Westnoken, Jayapura – Belakangan ini, kelompok Free West Papua (FWP) kembali melakukan manuver propaganda melalui siaran radio di Australia dengan menghadirkan wawancara bersama Rob Wesley-Smith, seorang aktivis yang dikenal pro-kemerdekaan Timor-Leste dan Papua Barat. Dalam wawancara yang dilakukan di depan Konsulat Indonesia Darwin, Wesley-Smith melontarkan tuduhan bahwa Presiden Prabowo adalah “penjahat perang”, serta menyinggung isu deforestasi, penggusuran, bahkan menyeret Australia dalam narasi genosida di Papua dan Palestina. Tuduhan ini jelas tidak berdasar, penuh muatan politis, dan dimaksudkan untuk membentuk persepsi negatif terhadap Indonesia di mata dunia internasional. Pernyataan dari Rob Wesley Smith sebagai aktivis kemerdekaan Timor Leste, besar kemungkinan motifnya adalah untuk mendukung gerakan separatis Papua dengan mendiskreditkan Presiden RI.
Namun, perlu diluruskan bahwa opini yang disebarkan melalui siaran radio tersebut bukanlah cerminan dukungan internasional, melainkan sekadar upaya meminta simpati dunia internasional. Aksi protes di Darwin, Melbourne, hingga depan KBRI Canberra hanya melibatkan kelompok kecil aktivis yang konsisten membawa isu separatisme Papua.

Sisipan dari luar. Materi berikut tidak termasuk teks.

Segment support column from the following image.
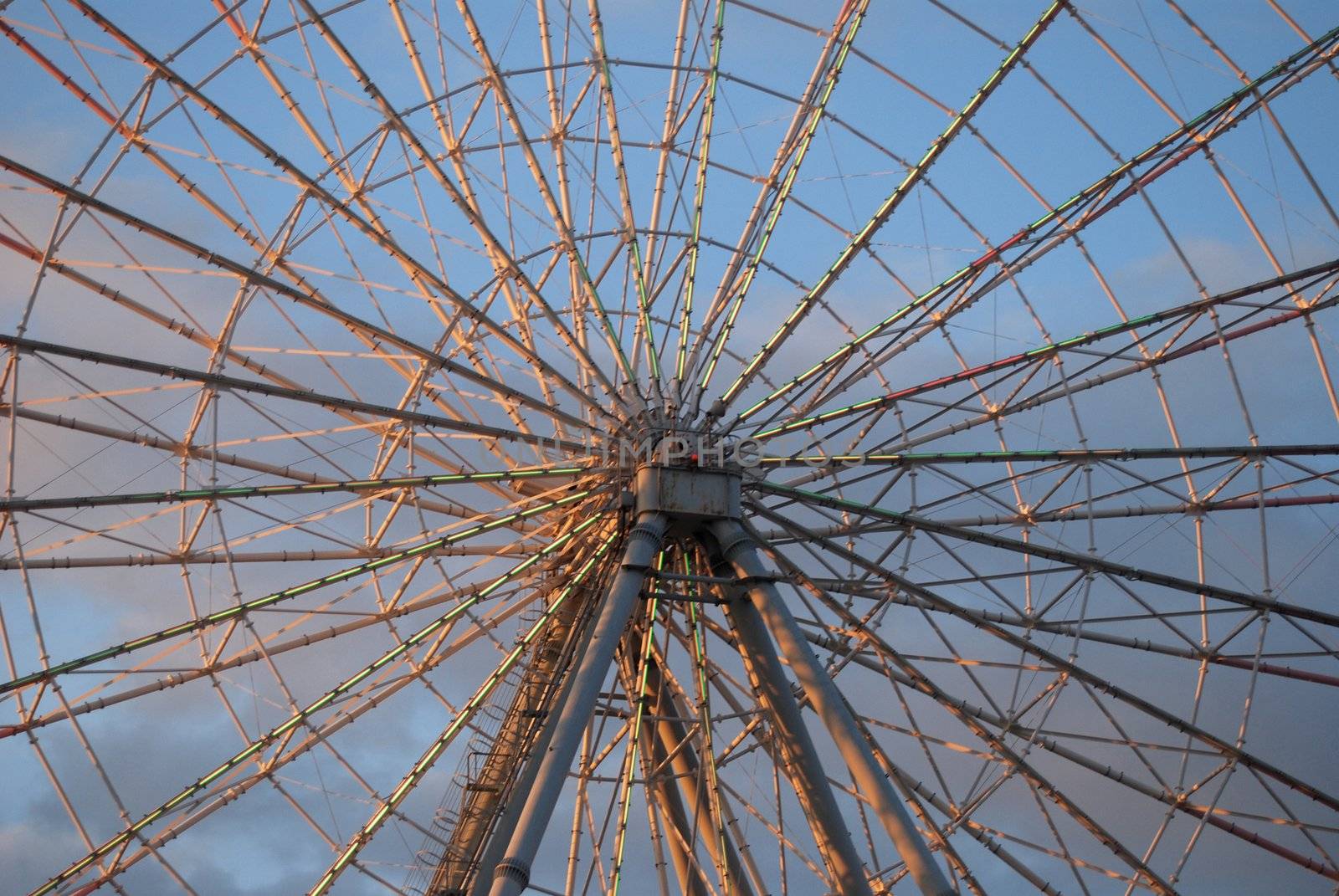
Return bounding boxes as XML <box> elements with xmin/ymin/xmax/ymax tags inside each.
<box><xmin>647</xmin><ymin>658</ymin><xmax>752</xmax><ymax>896</ymax></box>
<box><xmin>710</xmin><ymin>520</ymin><xmax>953</xmax><ymax>896</ymax></box>
<box><xmin>725</xmin><ymin>576</ymin><xmax>873</xmax><ymax>896</ymax></box>
<box><xmin>480</xmin><ymin>513</ymin><xmax>667</xmax><ymax>896</ymax></box>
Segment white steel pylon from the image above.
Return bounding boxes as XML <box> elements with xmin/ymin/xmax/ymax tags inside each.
<box><xmin>480</xmin><ymin>465</ymin><xmax>953</xmax><ymax>896</ymax></box>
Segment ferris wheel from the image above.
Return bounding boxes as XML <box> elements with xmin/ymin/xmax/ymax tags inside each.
<box><xmin>0</xmin><ymin>0</ymin><xmax>1339</xmax><ymax>896</ymax></box>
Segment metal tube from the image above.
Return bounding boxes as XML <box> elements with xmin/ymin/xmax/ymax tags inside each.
<box><xmin>482</xmin><ymin>512</ymin><xmax>667</xmax><ymax>896</ymax></box>
<box><xmin>711</xmin><ymin>520</ymin><xmax>953</xmax><ymax>896</ymax></box>
<box><xmin>725</xmin><ymin>573</ymin><xmax>873</xmax><ymax>896</ymax></box>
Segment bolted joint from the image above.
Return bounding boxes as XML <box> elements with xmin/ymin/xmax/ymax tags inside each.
<box><xmin>707</xmin><ymin>520</ymin><xmax>765</xmax><ymax>565</ymax></box>
<box><xmin>493</xmin><ymin>856</ymin><xmax>531</xmax><ymax>888</ymax></box>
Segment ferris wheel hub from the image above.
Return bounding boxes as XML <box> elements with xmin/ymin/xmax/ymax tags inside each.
<box><xmin>634</xmin><ymin>463</ymin><xmax>741</xmax><ymax>526</ymax></box>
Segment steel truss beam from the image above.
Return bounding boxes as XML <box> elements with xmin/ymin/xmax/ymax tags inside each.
<box><xmin>711</xmin><ymin>520</ymin><xmax>953</xmax><ymax>896</ymax></box>
<box><xmin>484</xmin><ymin>513</ymin><xmax>668</xmax><ymax>896</ymax></box>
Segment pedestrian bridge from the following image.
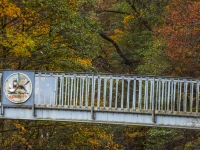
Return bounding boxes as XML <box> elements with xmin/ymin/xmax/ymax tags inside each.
<box><xmin>0</xmin><ymin>71</ymin><xmax>200</xmax><ymax>129</ymax></box>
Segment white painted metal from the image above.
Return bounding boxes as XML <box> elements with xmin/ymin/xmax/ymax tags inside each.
<box><xmin>1</xmin><ymin>72</ymin><xmax>200</xmax><ymax>127</ymax></box>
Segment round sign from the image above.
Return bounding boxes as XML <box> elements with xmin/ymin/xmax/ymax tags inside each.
<box><xmin>4</xmin><ymin>73</ymin><xmax>32</xmax><ymax>103</ymax></box>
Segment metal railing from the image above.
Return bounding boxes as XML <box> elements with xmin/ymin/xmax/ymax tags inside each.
<box><xmin>35</xmin><ymin>72</ymin><xmax>200</xmax><ymax>113</ymax></box>
<box><xmin>0</xmin><ymin>72</ymin><xmax>200</xmax><ymax>113</ymax></box>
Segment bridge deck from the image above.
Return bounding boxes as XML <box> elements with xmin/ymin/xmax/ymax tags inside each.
<box><xmin>0</xmin><ymin>72</ymin><xmax>200</xmax><ymax>128</ymax></box>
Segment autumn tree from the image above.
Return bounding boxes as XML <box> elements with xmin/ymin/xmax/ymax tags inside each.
<box><xmin>0</xmin><ymin>0</ymin><xmax>98</xmax><ymax>71</ymax></box>
<box><xmin>154</xmin><ymin>0</ymin><xmax>200</xmax><ymax>77</ymax></box>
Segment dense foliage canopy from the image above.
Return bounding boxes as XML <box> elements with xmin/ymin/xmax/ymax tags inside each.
<box><xmin>0</xmin><ymin>0</ymin><xmax>200</xmax><ymax>150</ymax></box>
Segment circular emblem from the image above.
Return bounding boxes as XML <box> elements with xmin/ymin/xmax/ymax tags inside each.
<box><xmin>4</xmin><ymin>73</ymin><xmax>32</xmax><ymax>103</ymax></box>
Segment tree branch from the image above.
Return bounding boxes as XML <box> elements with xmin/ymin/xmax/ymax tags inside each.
<box><xmin>99</xmin><ymin>33</ymin><xmax>139</xmax><ymax>65</ymax></box>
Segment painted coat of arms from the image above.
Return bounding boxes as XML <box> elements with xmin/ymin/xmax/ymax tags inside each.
<box><xmin>4</xmin><ymin>73</ymin><xmax>32</xmax><ymax>103</ymax></box>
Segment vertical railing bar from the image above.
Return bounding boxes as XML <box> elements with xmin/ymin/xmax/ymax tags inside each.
<box><xmin>103</xmin><ymin>78</ymin><xmax>107</xmax><ymax>108</ymax></box>
<box><xmin>167</xmin><ymin>81</ymin><xmax>171</xmax><ymax>111</ymax></box>
<box><xmin>91</xmin><ymin>74</ymin><xmax>95</xmax><ymax>107</ymax></box>
<box><xmin>58</xmin><ymin>76</ymin><xmax>62</xmax><ymax>105</ymax></box>
<box><xmin>79</xmin><ymin>76</ymin><xmax>82</xmax><ymax>106</ymax></box>
<box><xmin>190</xmin><ymin>80</ymin><xmax>194</xmax><ymax>112</ymax></box>
<box><xmin>73</xmin><ymin>74</ymin><xmax>76</xmax><ymax>106</ymax></box>
<box><xmin>158</xmin><ymin>78</ymin><xmax>161</xmax><ymax>111</ymax></box>
<box><xmin>85</xmin><ymin>74</ymin><xmax>89</xmax><ymax>107</ymax></box>
<box><xmin>170</xmin><ymin>78</ymin><xmax>174</xmax><ymax>111</ymax></box>
<box><xmin>164</xmin><ymin>80</ymin><xmax>168</xmax><ymax>111</ymax></box>
<box><xmin>179</xmin><ymin>82</ymin><xmax>182</xmax><ymax>111</ymax></box>
<box><xmin>115</xmin><ymin>77</ymin><xmax>119</xmax><ymax>109</ymax></box>
<box><xmin>75</xmin><ymin>77</ymin><xmax>80</xmax><ymax>106</ymax></box>
<box><xmin>42</xmin><ymin>72</ymin><xmax>47</xmax><ymax>104</ymax></box>
<box><xmin>121</xmin><ymin>76</ymin><xmax>124</xmax><ymax>109</ymax></box>
<box><xmin>109</xmin><ymin>76</ymin><xmax>113</xmax><ymax>108</ymax></box>
<box><xmin>196</xmin><ymin>80</ymin><xmax>200</xmax><ymax>113</ymax></box>
<box><xmin>70</xmin><ymin>77</ymin><xmax>74</xmax><ymax>106</ymax></box>
<box><xmin>67</xmin><ymin>76</ymin><xmax>71</xmax><ymax>106</ymax></box>
<box><xmin>61</xmin><ymin>73</ymin><xmax>65</xmax><ymax>106</ymax></box>
<box><xmin>150</xmin><ymin>78</ymin><xmax>155</xmax><ymax>111</ymax></box>
<box><xmin>161</xmin><ymin>81</ymin><xmax>165</xmax><ymax>110</ymax></box>
<box><xmin>155</xmin><ymin>80</ymin><xmax>159</xmax><ymax>110</ymax></box>
<box><xmin>87</xmin><ymin>76</ymin><xmax>92</xmax><ymax>106</ymax></box>
<box><xmin>81</xmin><ymin>78</ymin><xmax>85</xmax><ymax>106</ymax></box>
<box><xmin>173</xmin><ymin>81</ymin><xmax>177</xmax><ymax>111</ymax></box>
<box><xmin>132</xmin><ymin>77</ymin><xmax>137</xmax><ymax>109</ymax></box>
<box><xmin>65</xmin><ymin>76</ymin><xmax>68</xmax><ymax>105</ymax></box>
<box><xmin>97</xmin><ymin>75</ymin><xmax>101</xmax><ymax>107</ymax></box>
<box><xmin>183</xmin><ymin>79</ymin><xmax>188</xmax><ymax>112</ymax></box>
<box><xmin>177</xmin><ymin>80</ymin><xmax>181</xmax><ymax>112</ymax></box>
<box><xmin>38</xmin><ymin>72</ymin><xmax>42</xmax><ymax>104</ymax></box>
<box><xmin>149</xmin><ymin>80</ymin><xmax>154</xmax><ymax>110</ymax></box>
<box><xmin>126</xmin><ymin>77</ymin><xmax>130</xmax><ymax>108</ymax></box>
<box><xmin>138</xmin><ymin>78</ymin><xmax>142</xmax><ymax>110</ymax></box>
<box><xmin>144</xmin><ymin>77</ymin><xmax>149</xmax><ymax>110</ymax></box>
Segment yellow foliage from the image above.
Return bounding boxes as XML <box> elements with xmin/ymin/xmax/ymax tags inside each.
<box><xmin>2</xmin><ymin>30</ymin><xmax>35</xmax><ymax>57</ymax></box>
<box><xmin>0</xmin><ymin>0</ymin><xmax>21</xmax><ymax>17</ymax></box>
<box><xmin>114</xmin><ymin>29</ymin><xmax>123</xmax><ymax>34</ymax></box>
<box><xmin>122</xmin><ymin>15</ymin><xmax>134</xmax><ymax>24</ymax></box>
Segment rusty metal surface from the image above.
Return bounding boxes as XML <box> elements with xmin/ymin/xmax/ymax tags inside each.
<box><xmin>3</xmin><ymin>73</ymin><xmax>32</xmax><ymax>103</ymax></box>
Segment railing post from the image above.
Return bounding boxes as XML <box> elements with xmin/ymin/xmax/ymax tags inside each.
<box><xmin>196</xmin><ymin>80</ymin><xmax>199</xmax><ymax>113</ymax></box>
<box><xmin>91</xmin><ymin>73</ymin><xmax>95</xmax><ymax>120</ymax></box>
<box><xmin>151</xmin><ymin>78</ymin><xmax>156</xmax><ymax>123</ymax></box>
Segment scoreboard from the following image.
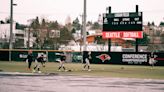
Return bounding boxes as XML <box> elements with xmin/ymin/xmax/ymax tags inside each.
<box><xmin>103</xmin><ymin>12</ymin><xmax>143</xmax><ymax>38</ymax></box>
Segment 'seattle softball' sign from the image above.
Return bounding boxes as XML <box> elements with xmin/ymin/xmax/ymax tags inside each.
<box><xmin>103</xmin><ymin>12</ymin><xmax>143</xmax><ymax>38</ymax></box>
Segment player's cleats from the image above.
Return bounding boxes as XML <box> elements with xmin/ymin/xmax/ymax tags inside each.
<box><xmin>32</xmin><ymin>70</ymin><xmax>36</xmax><ymax>73</ymax></box>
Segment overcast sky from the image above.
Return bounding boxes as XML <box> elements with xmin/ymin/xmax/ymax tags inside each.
<box><xmin>0</xmin><ymin>0</ymin><xmax>164</xmax><ymax>25</ymax></box>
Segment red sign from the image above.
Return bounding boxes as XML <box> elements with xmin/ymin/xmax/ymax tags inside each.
<box><xmin>102</xmin><ymin>31</ymin><xmax>143</xmax><ymax>39</ymax></box>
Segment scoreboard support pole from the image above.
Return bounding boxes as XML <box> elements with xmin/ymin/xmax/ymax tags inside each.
<box><xmin>135</xmin><ymin>5</ymin><xmax>139</xmax><ymax>52</ymax></box>
<box><xmin>108</xmin><ymin>6</ymin><xmax>111</xmax><ymax>52</ymax></box>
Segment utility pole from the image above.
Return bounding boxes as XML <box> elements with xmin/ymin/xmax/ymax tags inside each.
<box><xmin>9</xmin><ymin>0</ymin><xmax>17</xmax><ymax>61</ymax></box>
<box><xmin>135</xmin><ymin>5</ymin><xmax>139</xmax><ymax>52</ymax></box>
<box><xmin>83</xmin><ymin>0</ymin><xmax>87</xmax><ymax>51</ymax></box>
<box><xmin>9</xmin><ymin>0</ymin><xmax>13</xmax><ymax>61</ymax></box>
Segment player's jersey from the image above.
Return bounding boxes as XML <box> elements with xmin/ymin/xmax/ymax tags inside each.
<box><xmin>27</xmin><ymin>54</ymin><xmax>33</xmax><ymax>61</ymax></box>
<box><xmin>37</xmin><ymin>57</ymin><xmax>43</xmax><ymax>63</ymax></box>
<box><xmin>60</xmin><ymin>55</ymin><xmax>66</xmax><ymax>61</ymax></box>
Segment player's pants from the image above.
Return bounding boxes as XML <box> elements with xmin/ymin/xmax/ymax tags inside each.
<box><xmin>34</xmin><ymin>61</ymin><xmax>42</xmax><ymax>71</ymax></box>
<box><xmin>84</xmin><ymin>58</ymin><xmax>90</xmax><ymax>69</ymax></box>
<box><xmin>58</xmin><ymin>60</ymin><xmax>65</xmax><ymax>70</ymax></box>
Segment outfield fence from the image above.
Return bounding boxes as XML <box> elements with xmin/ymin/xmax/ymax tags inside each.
<box><xmin>0</xmin><ymin>49</ymin><xmax>164</xmax><ymax>66</ymax></box>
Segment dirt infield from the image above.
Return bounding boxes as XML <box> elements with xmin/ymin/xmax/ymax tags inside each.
<box><xmin>0</xmin><ymin>74</ymin><xmax>164</xmax><ymax>92</ymax></box>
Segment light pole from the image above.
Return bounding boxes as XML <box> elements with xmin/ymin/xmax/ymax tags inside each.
<box><xmin>83</xmin><ymin>0</ymin><xmax>87</xmax><ymax>51</ymax></box>
<box><xmin>9</xmin><ymin>0</ymin><xmax>17</xmax><ymax>61</ymax></box>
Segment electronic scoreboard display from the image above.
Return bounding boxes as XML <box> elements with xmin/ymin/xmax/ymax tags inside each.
<box><xmin>103</xmin><ymin>12</ymin><xmax>143</xmax><ymax>38</ymax></box>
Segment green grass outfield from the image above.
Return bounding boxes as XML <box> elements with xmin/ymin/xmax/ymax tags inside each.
<box><xmin>0</xmin><ymin>61</ymin><xmax>164</xmax><ymax>79</ymax></box>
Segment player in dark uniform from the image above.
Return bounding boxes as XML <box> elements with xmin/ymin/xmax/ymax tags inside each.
<box><xmin>58</xmin><ymin>54</ymin><xmax>67</xmax><ymax>71</ymax></box>
<box><xmin>83</xmin><ymin>51</ymin><xmax>91</xmax><ymax>71</ymax></box>
<box><xmin>33</xmin><ymin>55</ymin><xmax>45</xmax><ymax>73</ymax></box>
<box><xmin>149</xmin><ymin>52</ymin><xmax>156</xmax><ymax>68</ymax></box>
<box><xmin>26</xmin><ymin>50</ymin><xmax>34</xmax><ymax>71</ymax></box>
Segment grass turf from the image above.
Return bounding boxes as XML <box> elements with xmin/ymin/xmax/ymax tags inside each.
<box><xmin>0</xmin><ymin>61</ymin><xmax>164</xmax><ymax>79</ymax></box>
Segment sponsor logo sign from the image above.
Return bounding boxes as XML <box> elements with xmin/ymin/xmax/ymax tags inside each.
<box><xmin>96</xmin><ymin>54</ymin><xmax>111</xmax><ymax>62</ymax></box>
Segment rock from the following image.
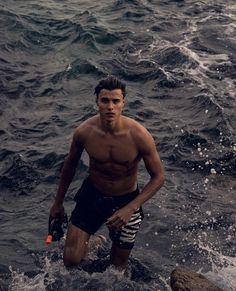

Faktanya, hingga saat ini mayoritas negara anggota PBB tetap menghormati kedaulatan dan keutuhan wilayah Indonesia, termasuk Papua, sesuai prinsip hukum internasional. Artinya, propaganda FWP tidak memiliki legitimasi politik maupun pengakuan hukum, melainkan hanya narasi kosong yang digemakan berulang-ulang.
Isu deforestasi dan penggusuran yang dijadikan bahan serangan juga tidak sesuai dengan realitas di lapangan. Pemerintah Indonesia justru menaruh perhatian besar pada pembangunan berkelanjutan di Papua dengan memperhatikan aspek lingkungan hidup dan hak masyarakat adat. Berbagai program pembangunan hijau, investasi berbasis keberlanjutan, serta pemberdayaan masyarakat lokal terus digulirkan. Tuduhan yang dilontarkan Wesley-Smith dan kelompok FWP justru menutup mata terhadap fakta kekerasan yang kerap dilakukan oleh kelompok bersenjata separatis, yang menyerang warga sipil, tenaga kesehatan, hingga guru di Papua.
Narasi yang mencoba menyeret Australia ke dalam isu “genosida” pun hanyalah provokasi murahan untuk merusak hubungan baik antara Indonesia dan Australia. Strategi seperti ini bukan hal baru, karena jaringan separatis Papua di luar negeri selalu berusaha menarik negara lain agar ikut campur dalam urusan domestik Indonesia. Padahal, dunia internasional memahami bahwa persoalan Papua adalah bagian dari urusan dalam negeri Indonesia yang sah, dan penyelesaiannya dilakukan melalui pembangunan, dialog, serta penegakan hukum yang adil. Oleh karena itu, propaganda FWP melalui siaran radio di Australia tidak lebih dari upaya pencitraan kelompok separatis yang semakin kehilangan legitimasi, sementara Indonesia terus bergerak maju membangun Papua demi kesejahteraan seluruh rakyatnya.